Github: roma-patel
How do humans interpret and understand the meaning of a sentence? Are we internally decomposing it into abstractive, logical forms (lambda calculus?), relying only on what we know and have seen already (consult knowledge bases?), or is it a result of some uninterpretable mental signal process (neural nets?). More importantly, how can we get machines to efficiently represent text structures in a way that can allow such reasoning?
This is similar to learning meaningful and understandable representations of text, but the keyword is interpretable. In order to model interactions between two agents; to let them reason pragmatically and semantically about the words they encounter and use, our representation of text has to be recoverable to some degree, to allow iterative interaction. This is arguably not necessary in most instances (e.g., a classification or mapping task) but is extremely useful in systems that want to model and learn from interactions or generate text.
As humans, our reasoning and understanding capabilities are likely influenced by a number of factors; our participation in multimodal learning is very natural to us and our functioning. Is this a contributing factor to our higher reasoning abilities? More concretely, if we also engage machines in multimodal learning, does this improve their reasoning capabilities? The framework for certain understanding tasks like entailment, semantic composition, pragmatic reasoning etc., fit into this framework well, especially in the case of vision, and this is what we want to use to further natural language understanding. Can we map sequences of text to images they refer to and use this to infer knowledge about the text and further language understanding?
Is word meaning goal-oriented? One person in two seperate communication instances, each with a different shared “common ground” can use the same world very differently. If we have different word representations in worlds with different communicative agents that are built from different knowledge sets, can we then compose them together to understand word meaning? Another line of thought -- certain words and structures can be interpreted in multiple ways. Are these merely a result of syntax and sentence structure or are certain "concepts" more likely to lead to ambiguity? For example; given a sentence and the context around it, can our models determine the degree of ambiguity or clarity in the given context? Can we also uncover ambiguous structures in free text?
How do humans represent new concepts? How do they connect this with existing concepts? Extensive literature in cognitive science and psychology has both commended and criticised standard prototype and exemplar models, but is it some incorporation of both psychological theories interweaved with many layered networks that works best? How different are representations formed by humans from representations learned from the best models that attempt to perform the same task?

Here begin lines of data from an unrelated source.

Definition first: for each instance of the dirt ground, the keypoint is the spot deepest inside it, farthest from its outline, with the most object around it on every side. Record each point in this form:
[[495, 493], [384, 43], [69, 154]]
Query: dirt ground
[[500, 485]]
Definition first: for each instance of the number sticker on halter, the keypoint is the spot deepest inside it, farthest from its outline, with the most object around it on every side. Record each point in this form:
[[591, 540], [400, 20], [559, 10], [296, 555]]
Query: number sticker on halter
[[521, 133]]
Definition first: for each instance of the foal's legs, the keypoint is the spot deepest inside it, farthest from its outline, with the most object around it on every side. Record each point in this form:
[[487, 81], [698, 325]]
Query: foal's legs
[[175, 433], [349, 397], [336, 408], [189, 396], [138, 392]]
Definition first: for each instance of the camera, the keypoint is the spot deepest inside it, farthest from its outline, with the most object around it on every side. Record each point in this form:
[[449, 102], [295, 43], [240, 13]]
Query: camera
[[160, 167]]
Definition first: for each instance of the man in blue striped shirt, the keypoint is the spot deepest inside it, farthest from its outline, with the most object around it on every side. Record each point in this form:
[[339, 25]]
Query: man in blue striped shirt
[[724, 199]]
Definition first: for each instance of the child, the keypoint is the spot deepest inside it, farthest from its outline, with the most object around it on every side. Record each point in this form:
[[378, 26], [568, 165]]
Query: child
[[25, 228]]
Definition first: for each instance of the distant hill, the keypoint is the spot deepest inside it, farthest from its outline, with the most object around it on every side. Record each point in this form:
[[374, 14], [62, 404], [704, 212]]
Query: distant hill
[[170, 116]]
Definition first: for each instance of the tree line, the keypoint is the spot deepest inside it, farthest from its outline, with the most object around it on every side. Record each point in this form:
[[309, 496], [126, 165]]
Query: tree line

The Wall Street Journal, PubMed etc., are hugely important resources that have their own (very impactful) uses. But there is so much that we can learn from literary text; text that is free and unstructured in every sense and represents, in so many ways, the complexities and idealogies of different humans in different contexts, locations and lifetimes. Can language processing models and tasks extend to such larger units of text (paragraphs, chapters, entire novels) to uncover meaning, entity interactions, important plot events or summary story-lines?